Each attack would have to be specially crafted, a Microsoft spokesman said. An attempt to exploit the flaw found in 2004 couldn't be used to successfully exploit the current flaw, and vice versa. "The attacks must be changed in order to be successful," he noted. "An attack would be similar only insofar as it would target cursor and icon format handling functionality in Windows. Microsoft strives to identify as many variants as possible in the surrounding code areas of reported issues and strives to deliver comprehensive security updates; however, Microsoft may not discover all unique variants. Microsoft is investigating why the vulnerability addressed [this week] wasn't previously addressed as part of [the 2005 patch] and will incorporate that learning into our processes."
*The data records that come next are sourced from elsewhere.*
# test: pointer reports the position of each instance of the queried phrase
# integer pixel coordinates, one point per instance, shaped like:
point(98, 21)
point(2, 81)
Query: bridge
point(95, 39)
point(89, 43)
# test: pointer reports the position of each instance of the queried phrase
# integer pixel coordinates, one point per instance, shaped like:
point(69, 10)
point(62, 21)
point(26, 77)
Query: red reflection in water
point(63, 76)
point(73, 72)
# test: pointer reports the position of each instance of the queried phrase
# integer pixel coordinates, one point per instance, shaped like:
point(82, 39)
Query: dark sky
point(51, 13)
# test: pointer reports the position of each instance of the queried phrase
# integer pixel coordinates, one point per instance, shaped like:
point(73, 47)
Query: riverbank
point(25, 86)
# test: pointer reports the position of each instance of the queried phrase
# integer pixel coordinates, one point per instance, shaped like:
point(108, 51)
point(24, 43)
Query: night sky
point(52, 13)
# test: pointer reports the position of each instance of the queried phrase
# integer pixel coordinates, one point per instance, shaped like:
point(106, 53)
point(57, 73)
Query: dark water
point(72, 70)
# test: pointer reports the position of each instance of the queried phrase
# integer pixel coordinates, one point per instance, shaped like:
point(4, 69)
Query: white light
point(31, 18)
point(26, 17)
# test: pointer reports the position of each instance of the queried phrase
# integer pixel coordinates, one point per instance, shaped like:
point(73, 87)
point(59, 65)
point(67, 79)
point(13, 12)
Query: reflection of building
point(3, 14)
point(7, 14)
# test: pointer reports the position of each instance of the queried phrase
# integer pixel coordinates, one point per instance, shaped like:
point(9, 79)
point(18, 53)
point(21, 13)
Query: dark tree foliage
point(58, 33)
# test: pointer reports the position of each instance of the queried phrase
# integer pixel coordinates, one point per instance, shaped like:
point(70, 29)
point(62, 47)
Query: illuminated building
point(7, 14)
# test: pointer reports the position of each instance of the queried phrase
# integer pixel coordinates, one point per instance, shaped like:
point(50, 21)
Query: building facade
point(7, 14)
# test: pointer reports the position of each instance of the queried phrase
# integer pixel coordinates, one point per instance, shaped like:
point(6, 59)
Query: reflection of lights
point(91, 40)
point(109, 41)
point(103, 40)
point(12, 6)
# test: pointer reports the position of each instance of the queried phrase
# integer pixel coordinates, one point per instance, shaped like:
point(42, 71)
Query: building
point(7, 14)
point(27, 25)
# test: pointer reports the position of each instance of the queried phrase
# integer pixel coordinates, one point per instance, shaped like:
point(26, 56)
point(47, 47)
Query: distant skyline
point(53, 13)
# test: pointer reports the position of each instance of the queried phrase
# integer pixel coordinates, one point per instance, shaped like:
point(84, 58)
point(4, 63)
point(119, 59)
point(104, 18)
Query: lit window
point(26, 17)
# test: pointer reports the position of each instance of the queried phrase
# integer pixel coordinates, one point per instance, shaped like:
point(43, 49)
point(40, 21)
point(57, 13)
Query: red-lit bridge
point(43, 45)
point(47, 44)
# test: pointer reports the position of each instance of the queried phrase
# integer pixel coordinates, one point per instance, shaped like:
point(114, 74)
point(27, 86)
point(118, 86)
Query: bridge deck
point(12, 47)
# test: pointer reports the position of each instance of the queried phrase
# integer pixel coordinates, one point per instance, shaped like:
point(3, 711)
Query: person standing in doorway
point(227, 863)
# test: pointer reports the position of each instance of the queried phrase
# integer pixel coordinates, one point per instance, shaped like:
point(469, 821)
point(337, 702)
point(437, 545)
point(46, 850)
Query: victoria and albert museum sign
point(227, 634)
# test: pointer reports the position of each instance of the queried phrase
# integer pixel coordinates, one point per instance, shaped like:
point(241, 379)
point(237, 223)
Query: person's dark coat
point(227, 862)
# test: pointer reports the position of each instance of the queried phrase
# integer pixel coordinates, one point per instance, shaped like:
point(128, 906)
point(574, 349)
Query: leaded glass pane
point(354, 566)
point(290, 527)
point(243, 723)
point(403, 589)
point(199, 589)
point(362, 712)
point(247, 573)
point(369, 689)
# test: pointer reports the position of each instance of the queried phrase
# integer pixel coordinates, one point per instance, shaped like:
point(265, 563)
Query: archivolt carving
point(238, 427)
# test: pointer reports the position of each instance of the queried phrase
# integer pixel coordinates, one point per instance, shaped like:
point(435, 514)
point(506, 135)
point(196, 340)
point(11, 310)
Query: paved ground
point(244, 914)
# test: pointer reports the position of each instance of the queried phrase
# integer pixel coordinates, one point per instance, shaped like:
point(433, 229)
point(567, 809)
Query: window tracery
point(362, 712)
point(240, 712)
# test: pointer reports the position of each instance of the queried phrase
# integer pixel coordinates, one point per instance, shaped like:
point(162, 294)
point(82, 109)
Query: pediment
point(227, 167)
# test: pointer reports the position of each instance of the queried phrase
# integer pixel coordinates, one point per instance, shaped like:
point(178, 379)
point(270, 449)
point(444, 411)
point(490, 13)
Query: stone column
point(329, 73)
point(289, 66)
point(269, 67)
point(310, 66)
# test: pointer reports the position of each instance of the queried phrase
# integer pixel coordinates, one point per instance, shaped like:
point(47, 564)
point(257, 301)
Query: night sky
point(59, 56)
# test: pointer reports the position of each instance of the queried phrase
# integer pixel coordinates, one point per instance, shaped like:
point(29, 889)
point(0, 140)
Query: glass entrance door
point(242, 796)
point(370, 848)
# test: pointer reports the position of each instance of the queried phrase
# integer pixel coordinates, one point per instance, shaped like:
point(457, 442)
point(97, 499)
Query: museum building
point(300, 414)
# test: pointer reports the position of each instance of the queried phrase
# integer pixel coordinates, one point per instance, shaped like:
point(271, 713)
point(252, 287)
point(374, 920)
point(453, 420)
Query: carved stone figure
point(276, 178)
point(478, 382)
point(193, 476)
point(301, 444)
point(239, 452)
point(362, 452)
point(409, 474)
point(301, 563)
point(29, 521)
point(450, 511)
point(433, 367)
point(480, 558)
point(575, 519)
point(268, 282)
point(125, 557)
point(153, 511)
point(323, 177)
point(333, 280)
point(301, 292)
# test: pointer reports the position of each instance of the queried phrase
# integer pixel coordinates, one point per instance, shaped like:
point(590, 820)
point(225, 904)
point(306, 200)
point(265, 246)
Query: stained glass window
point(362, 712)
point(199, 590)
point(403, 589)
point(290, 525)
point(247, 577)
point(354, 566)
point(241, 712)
McAfee's Schmugar challenges that position. "I'm sure they would say they fixed the problem in 2005 and this isn't the same thing," he said. "It's kind of splitting hairs."

Sotirov said the second instance of the flaw was easy to find and he can't figure out why Microsoft simply didn't do it. "Microsoft uses a development methodology called Security Development Lifecycle, which emphasizes the need to audit related code when fixing a vulnerability," noted Sotirov. "Programmers are generally very consistent in their coding, so you often see the same kind of mistake repeated over and over again in parts of the source code that are similar to each other. If I could find other copies of the code that reads ANI file data, there was a good chance that they would contain the same vulnerability."

He added that it took him about two hours to find the second .ANI flaw and it would have taken less time if he'd had access to the Windows source code.

"Is it reasonable to expect that during the auditing and patching of [the first] vulnerability, this other one [should have been] discovered and dealt with at the same time?" asked Schmugar. "In this case, I'd say it would have been reasonable for this to be caught. Because of the nature of this, we can expect other researchers, and hackers, to be evaluating other patches to see if there are other similarities that need to be fixed."